The Portuguese Mateus Wine Company used the “Triumphal March” from Aida in the early 1970s to sell class. Mateus sold a rose wine in a bottle that looked like it was made of terra cotta, and the white was packaged to look like a bottle of Armagnac.

The commercial gives you, the viewer, the point of view of a middle-class couple opening the door to receive guest for a party. The music starts as the door opens out to reveal a ridiculously long arrow-straight sidewalk up to the front of the house (this is the suburbs, right?) Another couple walks toward the camera carrying a bottle of Mateus and present it to the hosts when they arrive at the door.

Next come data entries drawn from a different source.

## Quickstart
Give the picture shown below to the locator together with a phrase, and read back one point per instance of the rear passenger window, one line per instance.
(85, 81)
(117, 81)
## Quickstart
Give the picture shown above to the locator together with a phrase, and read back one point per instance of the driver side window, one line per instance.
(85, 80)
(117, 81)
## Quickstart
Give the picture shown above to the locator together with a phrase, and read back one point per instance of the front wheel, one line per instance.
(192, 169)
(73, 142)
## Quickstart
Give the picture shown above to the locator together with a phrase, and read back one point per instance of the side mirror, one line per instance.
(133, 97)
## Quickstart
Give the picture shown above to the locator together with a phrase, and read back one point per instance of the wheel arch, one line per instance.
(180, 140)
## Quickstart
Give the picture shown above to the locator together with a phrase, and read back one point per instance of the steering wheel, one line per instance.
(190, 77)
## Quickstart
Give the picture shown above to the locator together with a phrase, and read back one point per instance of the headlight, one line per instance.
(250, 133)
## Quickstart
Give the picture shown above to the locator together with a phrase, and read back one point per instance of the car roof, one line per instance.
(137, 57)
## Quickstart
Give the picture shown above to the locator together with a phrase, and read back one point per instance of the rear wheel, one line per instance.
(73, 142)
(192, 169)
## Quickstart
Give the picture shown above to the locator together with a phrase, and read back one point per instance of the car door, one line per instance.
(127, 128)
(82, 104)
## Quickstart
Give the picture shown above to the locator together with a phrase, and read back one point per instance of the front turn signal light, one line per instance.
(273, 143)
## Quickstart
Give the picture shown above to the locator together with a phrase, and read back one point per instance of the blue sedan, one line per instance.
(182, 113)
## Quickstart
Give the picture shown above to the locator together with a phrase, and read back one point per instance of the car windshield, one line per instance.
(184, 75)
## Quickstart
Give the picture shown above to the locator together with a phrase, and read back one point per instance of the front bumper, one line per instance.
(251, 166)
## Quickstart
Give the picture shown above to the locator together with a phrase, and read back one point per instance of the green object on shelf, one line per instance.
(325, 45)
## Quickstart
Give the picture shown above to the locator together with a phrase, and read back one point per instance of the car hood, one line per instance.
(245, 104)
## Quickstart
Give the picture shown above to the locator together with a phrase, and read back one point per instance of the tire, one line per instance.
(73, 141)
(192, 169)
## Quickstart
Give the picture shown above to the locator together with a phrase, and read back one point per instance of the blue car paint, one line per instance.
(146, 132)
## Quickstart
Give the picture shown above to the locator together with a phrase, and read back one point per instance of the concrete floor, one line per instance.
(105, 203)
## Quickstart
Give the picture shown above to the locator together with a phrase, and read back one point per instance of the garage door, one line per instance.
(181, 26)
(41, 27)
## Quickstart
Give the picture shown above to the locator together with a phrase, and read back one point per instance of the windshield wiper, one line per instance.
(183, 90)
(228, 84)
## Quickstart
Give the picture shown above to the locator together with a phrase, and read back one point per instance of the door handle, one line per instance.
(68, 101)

It’s quite a clever how Mateus uses the music to convey as sense of dignity to what probably turned out to be a 1970s wife-swapping party. In short they were selling a dream–that this crass, materialistic, anti-intellectual couple had class. No matter that alcoholism claims more lives and has shattered more homes than all the “illegal” drugs combined. Image is everything, after all. And alcohol is legal. As an adolescent, I loved the commercial. Later, as a college student, I followed its message and abused alcohol almost every chance I got. So it was quite an effective campaign, if you ask me.

In high school, my friends the M* family told me the source of the music. I dutifully trundled down to the library and checked out Aida and eventually went on to purchase it. It proved quite valuable later on when I went to college. My second year I transferred to a huge university (student population circa 33,000) that actually had high-rise dorms. My tower sat opposite another tower, which was our rival. Some nights, people in one dorm would throw open their windows and start shouting at the other dorm. This would escalate on both sides until almost everyone was involved. After about an hour of this, I would open my window, put the speakers of my stereo on the ledge and crank up the “Triumphal March.” Eventually the shouting would stop.

I used to flatter myself that playing this piece caused the end of these little outbreaks. In all honesty, though, the people probably just got bored (or hoarse) from all that yelling at each other and just stopped. Still, I like to think that I had a hand in bringing culture to my fellow drunks.